La campagne électorale pour le scrutin du 25 avril débute ce matin, une élection sur laquelle pèsent de forts soupçons de fraude. A la veille déjà de la campagne, le président sortant Faure Gnassingbé vient de prendre coup sur coup deux décrets en violation du code électoral. Les deux autres décrets fixent la date du vote par anticipation pour les membres des Forces armées et de sécurité et pour ceux assurant une mission au sein de la FOSEP (Force sécurité élection présidentielle). Selon ces deux décrets, les militaires voteront 72 heures avant le 25 avril. Et ils précisent qu’ils seront mis sous scellé le temps et on procédera à leur dépouillement après la fermeture des heures des bureaux le 25 avril.
Mais le président sortant, pourtant garant des lois de la République s’est senti obligé de les violer dès l’entrée son entrée en campagne :
L’article 88 du code électoral dispose :
Les membres des bureaux de vote, les délégués des candidats régulièrement inscrits sur la liste électorale nationale sont autorisés à voter dans les bureaux où ils siègent sur simple présentation de leur carte d’électeur. (…) Il en va de même pour les membres des forces armées et de sécurité en mission de sécurisation des opérations électorales et référendaires.

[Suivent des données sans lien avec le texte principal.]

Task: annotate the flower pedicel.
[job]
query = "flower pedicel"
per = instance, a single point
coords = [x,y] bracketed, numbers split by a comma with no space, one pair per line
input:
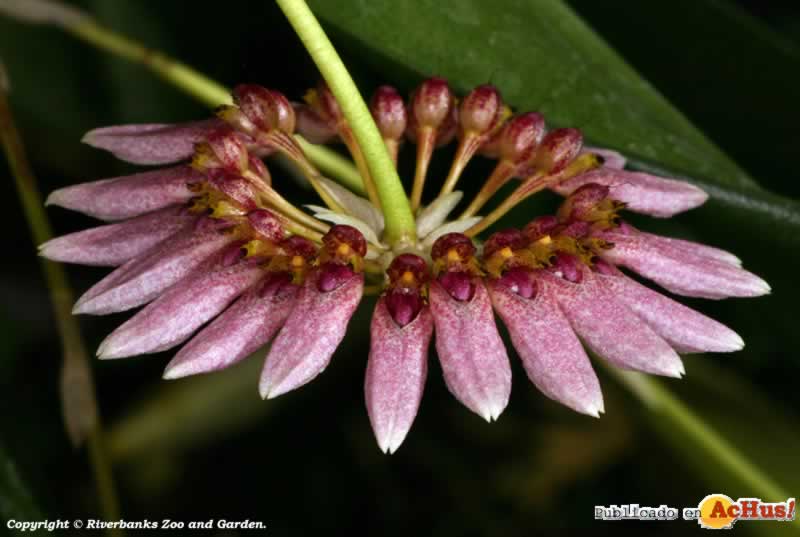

L’alinéa premier de l’article 99 quant à lui dispose en gras : «après la clôture du scrutin, il est procédé immédiatement au dépouillement.»
D’où vient alors les dispositions du code que les militaires doivent avant et les urnes être sous scellés pendant 72 heures ?
Ce n’est pas la première fois que le pouvoir use de ce tour de passe passe juridique pour faire voter dans des conditions douteuses les forces de l’ordre. Plusieurs mois avant la présidentielle, certains candidats ont écrit au chef de l’Etat pour exiger le vote des forces armées en même temps que tous les électeurs. Depuis la présidentielle de juin 1998, le régime RPT s’est employé à faire voter les forces de l’ordre 3 jours francs avant l’ouverture la date du scrutin. Une situation dénoncée vivement par le président mais que le parti au pouvoir s’obstine à continuer allègrement, au mépris des dispositions législatives.
Silence coupable de l’opposition et de l’opinion en général
Sur son profil Facebook, Parfait Manu Djafalo, le jeune juriste membre du cabinet Alberto Olympio, du Parti des Togolais, dénonce avec une rare virulence cette violation permanente des textes. Dans un post intitulé « QU’A FAIT LE TOGO POUR MÉRITER CETTE VIOLENTE INJUSTICE GÉNÉRALISÉE ? », M. Parfait Manu Djafalo accuse le silence coupable à la fois des candidats participationnistes à ce scrutin, mais aussi le système judiciaire, les responsables de l’armée, et surtout la société civile.
Pourquoi celui qui est sensé être le garant du respect des lois de la République se sent-il obligé de violer et de piétiner toutes lesdites lois?
Pourquoi personne ne lui dit rien?
Qu’a-t-il promis ou donné aux acteurs qui se réclament de l’opposition politique pour qu’ils acceptent de garder ce silence complice?
Pourquoi les intellectuels togolais n’osent-ils rien dire?
Pourquoi les membres de l’armée togolaise sensée être républicaine restent-ils de marbre face à ces diverses violations des lois de la République qu’ils ont pourtant juré de protéger?
Pourquoi tout le peuple togolais reste-t-il si indifférent face à toutes ces violations des lois qu’il s’est données?
Qu’a fait le Togo pour mériter cette violente injustice généralisée?
Qu’a fait le Togo à ses enfants?
Qu’a-t-il fait?
Reste que tout n’est pas perdu, dans un sursaut d’honneur et de dignité, les candidats peuvent toujours formuler un recours devant la Cour Constitutionnelle pour annulation du décret président. La Cour constitutionnelle est fondée à statuer sur les contentieux pré, per et postélectoraux.
Le processus électoral se déroule sous hautes tensions, le pouvoir ayant refusé les réformes constitutionnelle et institutionnelle promises depuis l’Accord politique global de 2006, et l’audit du fichier électoral réputé « non fiable mais consensuel » par le chef de la mission d’experts de l’OIF à Lomé. Des jacqueries couvent dans les principales villes du pays, surtout dans la Région de la Savane.
Des violences post-électorales sont redoutées d’autant plus qu’il y a une frange non négligeable de l’opposition qui appelle à un boycott actif de la présidentielle.
Le Togo a la phobie des élections. Les scrutins présidentiels débouchent très souvent dans la violence. Le pic a été atteint en 2005 avec des violences avant, pendant, après la présidentielle d’avril qui ont occasionné plu de 400 à 1000 morts selon les différentes organisations des droits de l’homme.
8000 policiers et gendarmes ont été déployés pour la surveillance de campagne présidentielle et du scrutin.